I agree with the drain plug feeling a bit "iffy".  It looked like mine had some type of red thread lock on it.  Mine has been sitting several days since I changed it and hasn't been ran so I'll check it and be sure it hasn't leaked any.

Ed


----------



## Intheswamp (May 11, 2011)

wkpoor said:
			
		

> I see almost no reason to ever change the hydraulic oil on a splitter. Maybe the filter every few years but the oil no. We don't even ever change the oil on our transport category aircraft here at the flight dept so why in the name of god would you need to change it on something as low tech as a log splitter is beyond me.


I agree with you about changing the hydraulic fluid (unless of course a problem is detected) but I don't think anyone mentioned changing it.  ???

Ed


----------



## wkpoor (May 11, 2011)

Sorry I must have read this post too fast. Thought someone was talking af changing Hyd oil. I reread and see it was all about engine oil and those little things do need it changed often.


----------



## muncybob (May 12, 2011)

Ed, I was planning at 2 or 3 hours but I've been using the splitter a lot so I think it was around 5 hours. Did not look real close at the oil but it had a milky sort of look to it. I plan to change again at the next 5 hour mark and will replace with synthetic since I see me using it in cold weather...also planning to drain the hydraulic oil out and replace with ATF. Checked all the fittings/nuts & bolts, etc and the only thing that was loose is a screw with a washer behind it on the face of the cylinder housing....no idea what it's there for?


----------



## lukem (May 12, 2011)

Same thing here.  Oil looked murky so I changed it after about 3 or 4 tanks of fuel.  Won't be using it again until fall, so we'll see how it looks after some more use.  Might change it after another 5 hours or so.

I recently bought a tiller with a Honda GX engine.  It has about 3 hours on it and the oil is still crystal clear.  I wonder if the difference is truly metal particulate or just assembly lube differences?


----------



## Intheswamp (May 12, 2011)

muncybob said:
			
		

> Ed, I was planning at 2 or 3 hours but I've been using the splitter a lot so I think it was around 5 hours. Did not look real close at the oil but it had a milky sort of look to it. I plan to change again at the next 5 hour mark and will replace with synthetic since I see me using it in cold weather...also planning to drain the hydraulic oil out and replace with ATF. Checked all the fittings/nuts & bolts, etc and the only thing that was loose is a screw with a washer behind it on the face of the cylinder housing....no idea what it's there for?



That's about how my "early" oil change went, too.  

I hear you on the synthetic.  I wouldn't really mind going that route, but the heat down here I think is our big factor.  I left town yesterday evening....6:15cst, bank clock read 93F...thermometer in the jeep read 95F.  It's HOT!  
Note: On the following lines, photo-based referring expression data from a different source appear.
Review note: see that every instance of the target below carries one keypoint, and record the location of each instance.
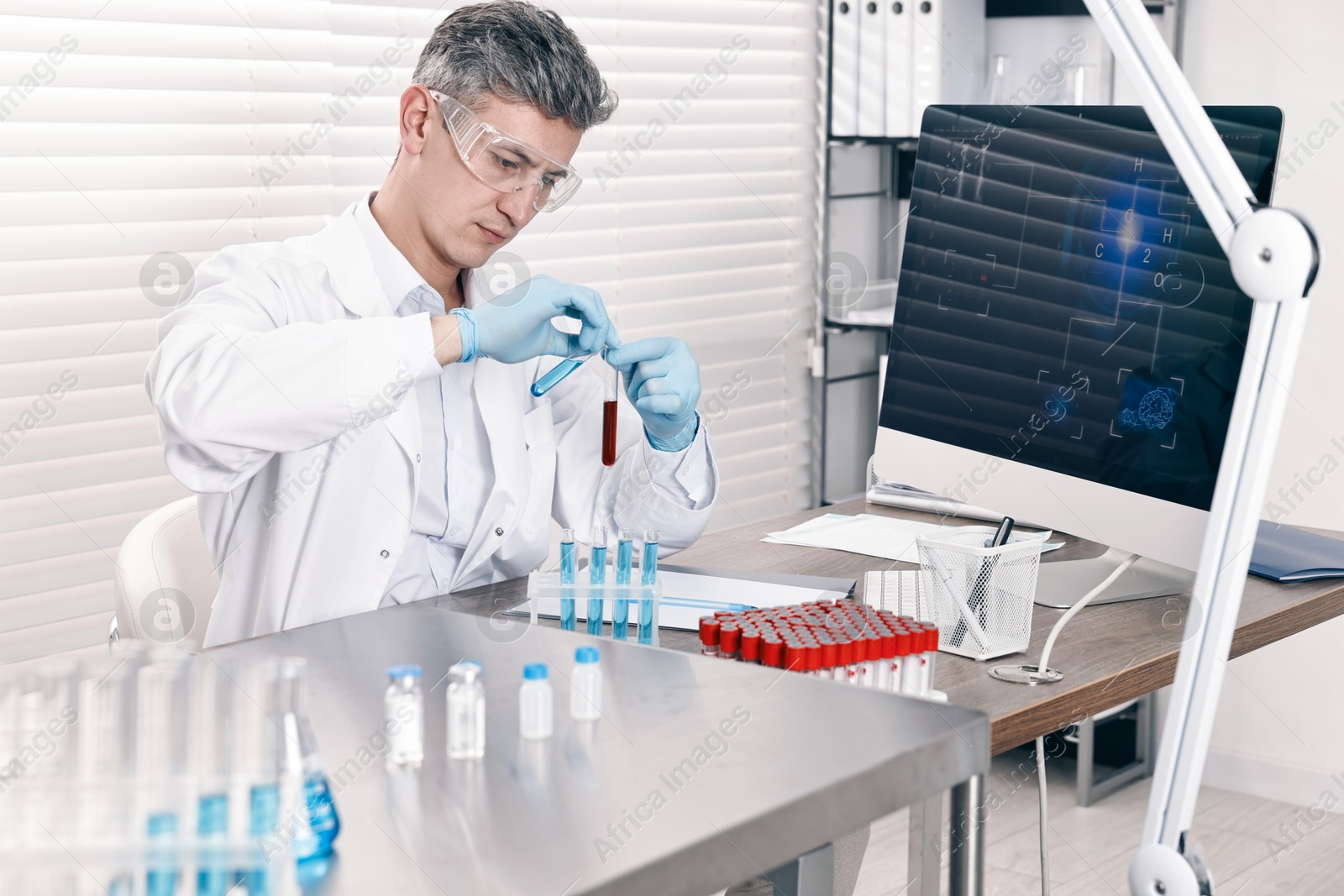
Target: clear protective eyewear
(506, 163)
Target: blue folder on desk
(1288, 553)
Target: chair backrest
(165, 578)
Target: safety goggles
(506, 163)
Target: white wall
(1280, 732)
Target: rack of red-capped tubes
(832, 640)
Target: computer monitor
(1068, 333)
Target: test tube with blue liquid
(161, 755)
(304, 759)
(648, 577)
(568, 578)
(622, 609)
(597, 578)
(214, 705)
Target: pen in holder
(980, 595)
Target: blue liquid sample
(622, 609)
(213, 876)
(323, 821)
(548, 380)
(648, 577)
(597, 575)
(568, 578)
(161, 876)
(264, 815)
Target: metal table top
(701, 774)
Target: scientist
(353, 406)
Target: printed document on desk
(877, 537)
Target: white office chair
(165, 579)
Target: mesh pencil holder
(979, 597)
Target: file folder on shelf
(900, 40)
(844, 69)
(873, 71)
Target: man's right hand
(517, 325)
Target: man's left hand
(663, 383)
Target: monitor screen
(1063, 304)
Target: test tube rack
(546, 595)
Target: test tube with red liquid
(609, 418)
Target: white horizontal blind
(145, 136)
(179, 128)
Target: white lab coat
(286, 399)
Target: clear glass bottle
(586, 685)
(403, 716)
(535, 703)
(465, 711)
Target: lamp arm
(1274, 258)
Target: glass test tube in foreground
(304, 759)
(609, 407)
(214, 714)
(624, 560)
(568, 578)
(597, 577)
(161, 757)
(648, 577)
(550, 379)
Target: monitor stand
(1065, 582)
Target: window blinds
(139, 137)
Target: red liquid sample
(608, 432)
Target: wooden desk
(1109, 654)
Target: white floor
(1090, 848)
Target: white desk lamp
(1274, 258)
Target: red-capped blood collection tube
(750, 645)
(902, 667)
(772, 652)
(710, 636)
(730, 640)
(889, 653)
(929, 656)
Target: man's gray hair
(519, 53)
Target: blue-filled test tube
(622, 609)
(161, 878)
(548, 380)
(213, 876)
(566, 578)
(648, 577)
(597, 577)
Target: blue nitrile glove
(663, 383)
(517, 325)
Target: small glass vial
(535, 703)
(403, 716)
(465, 711)
(586, 685)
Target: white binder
(927, 87)
(844, 69)
(873, 50)
(900, 74)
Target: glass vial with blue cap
(586, 685)
(403, 716)
(465, 711)
(535, 703)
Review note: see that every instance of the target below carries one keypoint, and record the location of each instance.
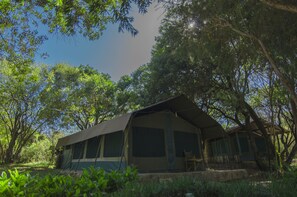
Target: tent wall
(109, 151)
(150, 154)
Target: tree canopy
(20, 20)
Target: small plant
(92, 182)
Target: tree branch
(280, 6)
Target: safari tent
(236, 146)
(153, 139)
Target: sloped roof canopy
(179, 105)
(190, 112)
(110, 126)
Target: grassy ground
(258, 184)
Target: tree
(19, 20)
(82, 96)
(216, 48)
(22, 114)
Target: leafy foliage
(82, 96)
(92, 182)
(19, 37)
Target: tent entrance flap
(170, 143)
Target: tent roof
(189, 111)
(109, 126)
(179, 105)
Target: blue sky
(114, 53)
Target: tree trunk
(261, 127)
(9, 151)
(255, 152)
(291, 155)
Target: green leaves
(93, 182)
(82, 96)
(20, 39)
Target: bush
(93, 182)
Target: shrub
(92, 182)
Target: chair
(192, 163)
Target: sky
(114, 53)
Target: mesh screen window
(93, 149)
(78, 150)
(186, 142)
(261, 144)
(244, 144)
(148, 142)
(113, 144)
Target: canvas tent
(238, 144)
(153, 138)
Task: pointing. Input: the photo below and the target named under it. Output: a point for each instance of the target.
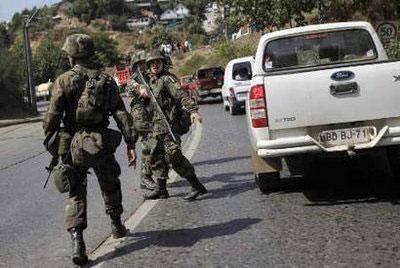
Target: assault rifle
(51, 143)
(155, 102)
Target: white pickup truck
(321, 90)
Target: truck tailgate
(314, 98)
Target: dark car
(208, 82)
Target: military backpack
(93, 105)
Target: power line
(35, 13)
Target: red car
(123, 75)
(208, 82)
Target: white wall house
(178, 13)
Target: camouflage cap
(79, 46)
(138, 57)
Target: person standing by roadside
(141, 120)
(82, 101)
(164, 149)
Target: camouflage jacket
(67, 90)
(169, 95)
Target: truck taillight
(258, 107)
(232, 93)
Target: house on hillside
(139, 3)
(163, 3)
(135, 23)
(174, 15)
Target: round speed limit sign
(387, 30)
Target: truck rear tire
(268, 182)
(393, 154)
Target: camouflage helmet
(155, 55)
(79, 46)
(168, 62)
(138, 57)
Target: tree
(106, 50)
(47, 61)
(5, 39)
(261, 14)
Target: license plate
(347, 136)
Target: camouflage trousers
(145, 167)
(164, 151)
(107, 171)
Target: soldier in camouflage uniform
(164, 150)
(141, 120)
(69, 89)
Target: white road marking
(111, 244)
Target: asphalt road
(32, 232)
(345, 214)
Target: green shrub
(194, 63)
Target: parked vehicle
(123, 76)
(186, 82)
(208, 82)
(238, 73)
(43, 91)
(322, 89)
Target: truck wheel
(393, 154)
(268, 182)
(232, 108)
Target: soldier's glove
(143, 92)
(131, 156)
(196, 116)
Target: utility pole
(28, 59)
(226, 14)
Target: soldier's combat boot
(78, 256)
(147, 182)
(197, 189)
(118, 229)
(160, 192)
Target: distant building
(173, 15)
(139, 3)
(135, 23)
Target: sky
(9, 7)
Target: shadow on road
(347, 181)
(233, 185)
(220, 161)
(210, 101)
(176, 238)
I've got three pieces of that old cemetery oak to finish cutting into stove length and then split.  Then I've gotta clean the area up.  Once I get that finished my cousin has a big red oak out in a pasture that went down about a month ago.  I'm a little iffy about that one as I've got a good feeling it's going to be really limby.  Then another friend has an oak of some sort that went down on a dirt road beside his house....the county was nice enough to cut it up *some* and push it onto the edge of his field....probably another limby one.<sigh>  And I've still gotta try to get me some pine cut pretty quick for 11/12.  But this heat is getting rather oppressive.
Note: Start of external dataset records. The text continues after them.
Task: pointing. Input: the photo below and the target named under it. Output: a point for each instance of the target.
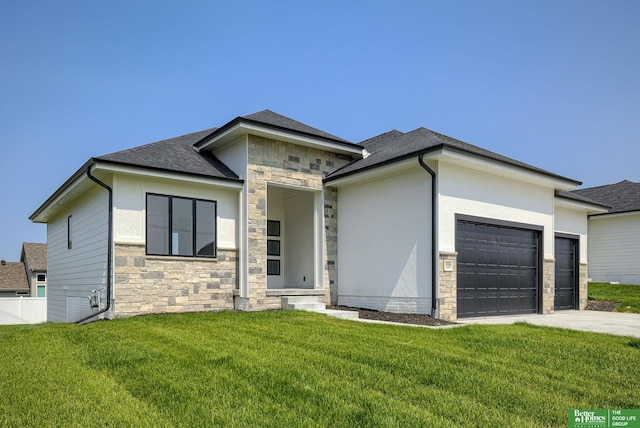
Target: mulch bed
(602, 305)
(418, 319)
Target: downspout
(109, 250)
(434, 246)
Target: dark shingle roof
(34, 255)
(175, 154)
(395, 145)
(621, 197)
(13, 276)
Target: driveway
(616, 323)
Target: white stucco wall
(129, 202)
(73, 273)
(384, 243)
(574, 222)
(614, 248)
(480, 194)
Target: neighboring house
(34, 257)
(266, 209)
(614, 236)
(13, 280)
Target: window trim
(194, 231)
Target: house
(614, 255)
(265, 211)
(13, 281)
(34, 257)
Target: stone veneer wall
(583, 286)
(448, 288)
(548, 286)
(277, 162)
(156, 284)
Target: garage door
(565, 295)
(497, 269)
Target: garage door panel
(497, 270)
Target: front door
(566, 273)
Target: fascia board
(229, 135)
(505, 170)
(376, 173)
(559, 201)
(40, 215)
(609, 215)
(167, 175)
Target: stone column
(447, 290)
(548, 286)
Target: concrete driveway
(599, 322)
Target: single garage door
(565, 272)
(497, 269)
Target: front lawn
(290, 368)
(628, 295)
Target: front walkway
(617, 323)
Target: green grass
(301, 369)
(627, 295)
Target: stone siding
(155, 284)
(448, 293)
(583, 286)
(548, 286)
(277, 162)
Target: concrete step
(314, 307)
(344, 315)
(312, 304)
(292, 300)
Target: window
(273, 267)
(69, 236)
(179, 226)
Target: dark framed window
(69, 234)
(178, 226)
(273, 267)
(273, 228)
(273, 247)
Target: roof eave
(240, 126)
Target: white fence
(23, 310)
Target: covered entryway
(292, 238)
(565, 272)
(498, 269)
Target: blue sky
(552, 83)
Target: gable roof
(621, 197)
(175, 155)
(394, 146)
(278, 122)
(13, 276)
(34, 256)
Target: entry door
(566, 273)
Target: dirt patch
(602, 305)
(418, 319)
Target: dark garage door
(565, 296)
(497, 270)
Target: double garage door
(499, 270)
I will say that the red oak from the cemetery has quickly started showing some good splitting on the ends...this heat and the dry breezes that we've had seem to have things in hyper drying mode....this weekend we're *supposed* to get some rain (we need it very, very badly) so that might slow down drying for a few days.

Ed

ETA:  Ditto on the murky oil.  I've still got it sat aside for further inspection.  Hmm, I'll have to check that screw/washer out on my splitter and see what you're talking about.  I haven't gone completely over the splitter since I've been using it...guess that needs doing before I crank it back up!


----------



## Intheswamp (May 12, 2011)

lukem said:
			
		

> Same thing here.  Oil looked murky so I changed it after about 3 or 4 tanks of fuel.  Won't be using it again until fall, so we'll see how it looks after some more use.  Might change it after another 5 hours or so.
> 
> I recently bought a tiller with a Honda GX engine.  It has about 3 hours on it and the oil is still crystal clear.  I wonder if the difference is truly metal particulate or just assembly lube differences?


Interesting observation regarding the GX's oil being clear.  It could be from manufacturing lube or possibly differences in engine material.

Ed


----------